A memo (TAS-13-0819-0014) from Acting National Taxpayer Advocate Bridget Rogers has advised that there is “a temporary change” related to the revocation of passports for taxpayers working with the Taxpayer Advocate Service. According to the memo, effective July 25, 2019, all open TAS cases with a certified taxpayer will be decertified; new TAS taxpayer cases will also be systemically decertified.
The authority to revoke passports dates back to December 4, 2015, when the Fixing America’s Surface Transportation Act, or “FAST Act,” became law. Under the FAST Act, the State Department will yank passports from taxpayers after notification from the IRS that there’s a seriously delinquent tax debt. A “seriously delinquent” tax debt is defined as “an unpaid, legally enforceable federal tax liability” greater than $50,000, including interest and penalties. The limit is adjusted each year for inflation and cost of living: for 2019, it’s $52,000.
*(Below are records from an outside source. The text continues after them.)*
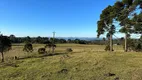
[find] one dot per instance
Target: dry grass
(86, 62)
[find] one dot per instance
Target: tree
(105, 24)
(12, 38)
(124, 11)
(5, 45)
(28, 47)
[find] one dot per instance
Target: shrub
(5, 45)
(69, 50)
(138, 47)
(41, 50)
(107, 48)
(28, 47)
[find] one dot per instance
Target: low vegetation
(89, 62)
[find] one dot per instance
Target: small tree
(5, 45)
(28, 47)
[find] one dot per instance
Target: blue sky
(68, 18)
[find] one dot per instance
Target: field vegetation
(86, 62)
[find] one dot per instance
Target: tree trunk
(53, 49)
(2, 57)
(126, 48)
(111, 43)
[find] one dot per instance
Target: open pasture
(86, 62)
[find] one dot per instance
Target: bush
(28, 47)
(41, 50)
(107, 48)
(138, 47)
(69, 50)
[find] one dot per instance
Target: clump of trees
(5, 45)
(125, 13)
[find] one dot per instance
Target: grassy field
(86, 62)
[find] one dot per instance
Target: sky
(68, 18)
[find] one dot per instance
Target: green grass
(86, 62)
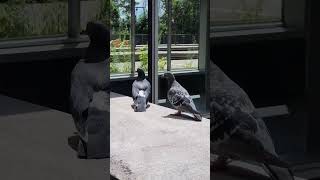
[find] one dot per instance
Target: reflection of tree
(22, 18)
(185, 21)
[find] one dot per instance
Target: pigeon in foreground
(141, 89)
(89, 94)
(179, 97)
(237, 133)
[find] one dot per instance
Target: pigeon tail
(277, 173)
(198, 117)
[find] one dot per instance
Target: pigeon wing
(148, 88)
(135, 89)
(79, 98)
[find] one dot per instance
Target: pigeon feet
(177, 113)
(221, 163)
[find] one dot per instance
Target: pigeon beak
(84, 32)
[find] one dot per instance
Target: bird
(236, 130)
(141, 89)
(90, 94)
(179, 97)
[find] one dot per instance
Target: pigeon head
(99, 47)
(169, 77)
(140, 104)
(141, 74)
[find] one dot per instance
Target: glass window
(179, 34)
(121, 50)
(231, 12)
(33, 18)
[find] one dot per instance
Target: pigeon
(237, 132)
(90, 94)
(141, 89)
(179, 97)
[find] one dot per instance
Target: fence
(142, 39)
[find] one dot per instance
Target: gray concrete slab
(34, 144)
(153, 145)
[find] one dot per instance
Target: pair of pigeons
(177, 95)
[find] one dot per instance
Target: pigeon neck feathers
(141, 75)
(99, 47)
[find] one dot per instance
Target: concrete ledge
(153, 145)
(239, 170)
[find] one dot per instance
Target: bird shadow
(180, 117)
(236, 172)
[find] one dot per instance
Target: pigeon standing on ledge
(90, 94)
(236, 132)
(179, 97)
(141, 89)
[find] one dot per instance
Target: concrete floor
(155, 145)
(36, 143)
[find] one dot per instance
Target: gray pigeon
(179, 97)
(90, 93)
(141, 89)
(237, 132)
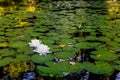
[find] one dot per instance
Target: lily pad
(18, 44)
(21, 57)
(3, 44)
(42, 58)
(58, 69)
(5, 61)
(98, 68)
(103, 55)
(64, 55)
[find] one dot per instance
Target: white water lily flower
(34, 43)
(42, 49)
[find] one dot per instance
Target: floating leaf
(64, 55)
(41, 58)
(3, 44)
(103, 55)
(117, 67)
(98, 68)
(21, 57)
(58, 69)
(18, 44)
(5, 61)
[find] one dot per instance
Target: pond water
(82, 36)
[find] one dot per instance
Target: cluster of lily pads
(74, 41)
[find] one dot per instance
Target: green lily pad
(117, 39)
(5, 61)
(98, 68)
(18, 44)
(82, 45)
(21, 57)
(3, 44)
(116, 67)
(42, 58)
(103, 55)
(58, 69)
(64, 55)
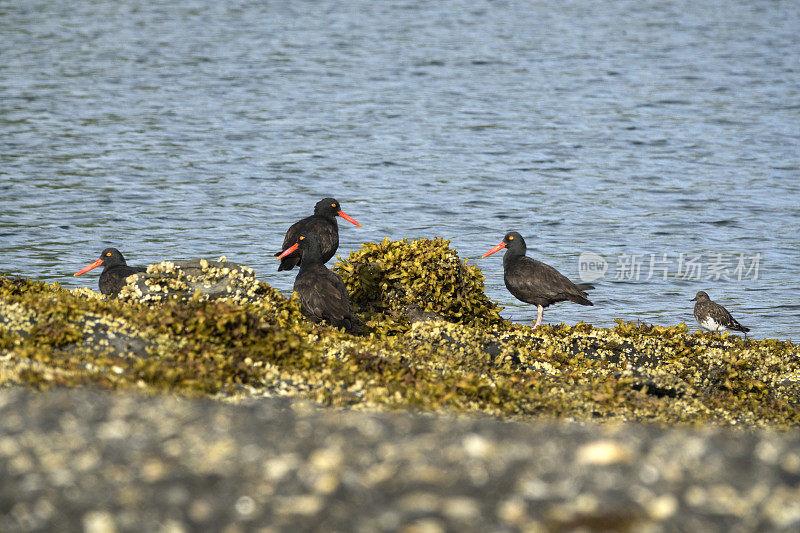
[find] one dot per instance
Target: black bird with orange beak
(322, 224)
(323, 295)
(535, 282)
(115, 271)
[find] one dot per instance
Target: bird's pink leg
(539, 317)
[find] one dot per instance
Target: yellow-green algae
(385, 278)
(257, 343)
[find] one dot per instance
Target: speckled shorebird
(115, 271)
(323, 224)
(322, 293)
(535, 282)
(713, 317)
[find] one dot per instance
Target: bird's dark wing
(327, 234)
(722, 317)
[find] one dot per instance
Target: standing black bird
(713, 317)
(115, 271)
(322, 293)
(323, 224)
(534, 282)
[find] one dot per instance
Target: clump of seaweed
(385, 278)
(257, 343)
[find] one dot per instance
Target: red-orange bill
(289, 250)
(87, 268)
(349, 218)
(495, 249)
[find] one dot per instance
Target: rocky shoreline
(558, 428)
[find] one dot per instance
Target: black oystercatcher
(534, 282)
(115, 271)
(713, 317)
(322, 293)
(323, 224)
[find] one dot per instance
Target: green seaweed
(258, 343)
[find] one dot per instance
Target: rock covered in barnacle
(385, 278)
(209, 280)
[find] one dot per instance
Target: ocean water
(657, 140)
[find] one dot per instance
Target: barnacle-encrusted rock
(463, 358)
(184, 279)
(385, 278)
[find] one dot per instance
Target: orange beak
(349, 218)
(89, 267)
(495, 249)
(289, 250)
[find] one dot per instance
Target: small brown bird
(713, 317)
(535, 282)
(322, 293)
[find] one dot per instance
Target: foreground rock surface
(76, 460)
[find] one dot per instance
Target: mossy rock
(385, 278)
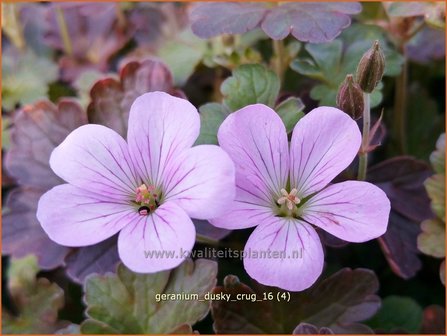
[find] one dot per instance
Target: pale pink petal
(201, 181)
(353, 211)
(243, 212)
(168, 234)
(324, 143)
(285, 253)
(160, 127)
(96, 158)
(256, 140)
(74, 217)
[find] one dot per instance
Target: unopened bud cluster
(371, 67)
(350, 98)
(369, 73)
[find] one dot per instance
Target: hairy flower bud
(371, 67)
(350, 98)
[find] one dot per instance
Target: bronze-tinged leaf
(338, 302)
(37, 300)
(111, 99)
(308, 22)
(434, 320)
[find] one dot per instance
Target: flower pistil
(147, 198)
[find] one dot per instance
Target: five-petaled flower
(284, 191)
(147, 188)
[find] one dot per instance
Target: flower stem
(63, 29)
(206, 240)
(400, 108)
(279, 65)
(363, 157)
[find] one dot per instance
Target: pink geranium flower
(284, 192)
(146, 188)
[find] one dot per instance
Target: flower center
(288, 203)
(147, 198)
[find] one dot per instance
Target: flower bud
(371, 67)
(350, 98)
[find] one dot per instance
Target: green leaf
(250, 84)
(37, 300)
(290, 111)
(432, 239)
(182, 54)
(329, 63)
(435, 186)
(398, 313)
(127, 302)
(25, 77)
(6, 135)
(338, 302)
(211, 117)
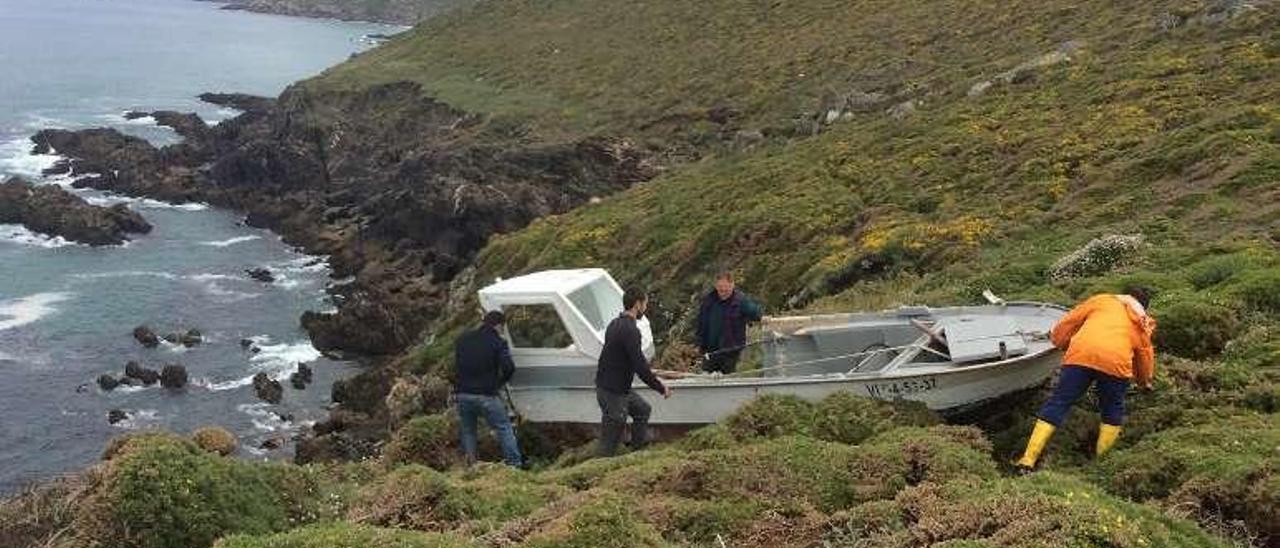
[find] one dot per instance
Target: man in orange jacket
(1107, 343)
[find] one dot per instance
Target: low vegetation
(840, 156)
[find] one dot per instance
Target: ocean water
(67, 311)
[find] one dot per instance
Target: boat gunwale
(897, 374)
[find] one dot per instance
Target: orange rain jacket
(1110, 333)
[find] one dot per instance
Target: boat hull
(708, 400)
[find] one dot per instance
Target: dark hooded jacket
(483, 361)
(722, 324)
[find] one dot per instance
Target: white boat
(949, 357)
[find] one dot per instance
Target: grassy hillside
(397, 12)
(841, 155)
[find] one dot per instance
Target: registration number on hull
(901, 388)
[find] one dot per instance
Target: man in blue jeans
(484, 365)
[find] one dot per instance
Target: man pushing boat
(1107, 343)
(620, 362)
(722, 320)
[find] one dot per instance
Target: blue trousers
(1072, 384)
(474, 406)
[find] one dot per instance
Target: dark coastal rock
(187, 124)
(192, 337)
(364, 392)
(173, 375)
(146, 337)
(266, 388)
(366, 325)
(51, 210)
(240, 101)
(106, 382)
(60, 168)
(400, 208)
(146, 375)
(302, 377)
(260, 274)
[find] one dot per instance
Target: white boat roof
(545, 282)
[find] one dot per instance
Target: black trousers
(615, 410)
(723, 362)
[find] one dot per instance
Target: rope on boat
(1033, 336)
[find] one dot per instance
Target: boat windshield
(598, 301)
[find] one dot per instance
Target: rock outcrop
(394, 12)
(146, 337)
(173, 377)
(106, 382)
(135, 370)
(51, 210)
(266, 388)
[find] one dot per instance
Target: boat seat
(979, 338)
(874, 361)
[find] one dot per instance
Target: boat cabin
(556, 322)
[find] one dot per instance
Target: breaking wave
(31, 309)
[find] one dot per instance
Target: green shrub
(1260, 290)
(826, 475)
(1193, 328)
(430, 439)
(771, 415)
(711, 437)
(607, 520)
(407, 497)
(492, 493)
(346, 535)
(417, 497)
(702, 521)
(839, 418)
(1225, 467)
(1216, 270)
(1265, 398)
(215, 439)
(1096, 257)
(850, 419)
(164, 492)
(1045, 510)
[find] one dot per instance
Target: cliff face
(54, 211)
(841, 156)
(401, 191)
(393, 12)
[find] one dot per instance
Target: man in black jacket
(722, 320)
(621, 361)
(484, 365)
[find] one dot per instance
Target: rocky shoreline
(394, 12)
(54, 211)
(398, 208)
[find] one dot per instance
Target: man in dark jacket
(722, 324)
(621, 361)
(484, 365)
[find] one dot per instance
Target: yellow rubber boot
(1036, 444)
(1107, 435)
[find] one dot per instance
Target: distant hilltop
(393, 12)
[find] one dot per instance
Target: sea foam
(232, 241)
(26, 310)
(19, 234)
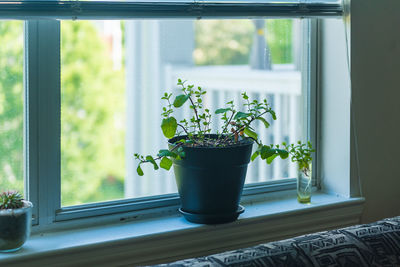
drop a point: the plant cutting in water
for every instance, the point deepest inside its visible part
(301, 153)
(196, 130)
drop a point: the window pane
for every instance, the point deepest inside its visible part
(11, 106)
(92, 112)
(114, 74)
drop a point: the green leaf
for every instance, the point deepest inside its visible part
(169, 126)
(139, 171)
(241, 115)
(273, 114)
(166, 152)
(267, 152)
(283, 153)
(270, 159)
(250, 133)
(222, 110)
(266, 124)
(152, 161)
(180, 100)
(255, 155)
(166, 163)
(180, 152)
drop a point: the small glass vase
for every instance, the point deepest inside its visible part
(304, 182)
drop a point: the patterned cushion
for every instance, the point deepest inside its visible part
(375, 244)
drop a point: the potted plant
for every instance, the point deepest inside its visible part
(210, 168)
(15, 221)
(301, 154)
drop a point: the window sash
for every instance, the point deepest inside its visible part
(28, 10)
(42, 102)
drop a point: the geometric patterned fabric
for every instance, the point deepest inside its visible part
(375, 244)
Taxpayers with serious debts could be excluded under some circumstances, including those account which are being paid on time as part of an installment agreement or under an Offer In Compromise.
(You can read more about the passport revocation program here.)
Former National Taxpayer Advocate Nina Olson has expressed serious concerns about the program, including the exclusion of taxpayers with open TAS cases. Taxpayers with TAS cases are those with tax problems that taxpayers were typically unable to resolve through normal IRS channels.
The TAS also helps address large-scale, systemic issues that affect groups of taxpayers. That’s why, in 2018, even before the passport revocation program was implemented in full, Olson issued almost 800 Taxpayer Assistance Orders (TAOs) ordering the IRS not to certify taxpayers that the TAS identified as eligible for passport certification and who had an open TAS case. Those taxpayers were not certified, and the reprieve did not extend to those with new TAS cases. Olson continued to advocate for taxpayers who were seeking assistance from TAS, but there was no formal policy in place to provide them with relief.
(You can read more about the TAS and the Taxpayer Bill of Rights here.)
Without a formal procedure, the TAS will be tasked with the continuous administrative burden of chasing the IRS for relief for affected taxpayers on a case by case basis. With a temporary stay, the TAS can focus on helping taxpayers with their underlying tax issues rather than following up on passport revocation. How that might change long-term is uncertain. According to the TAS memo, official IRS guidance will follow once IRS Commissioner Rettig makes a final decision about the process.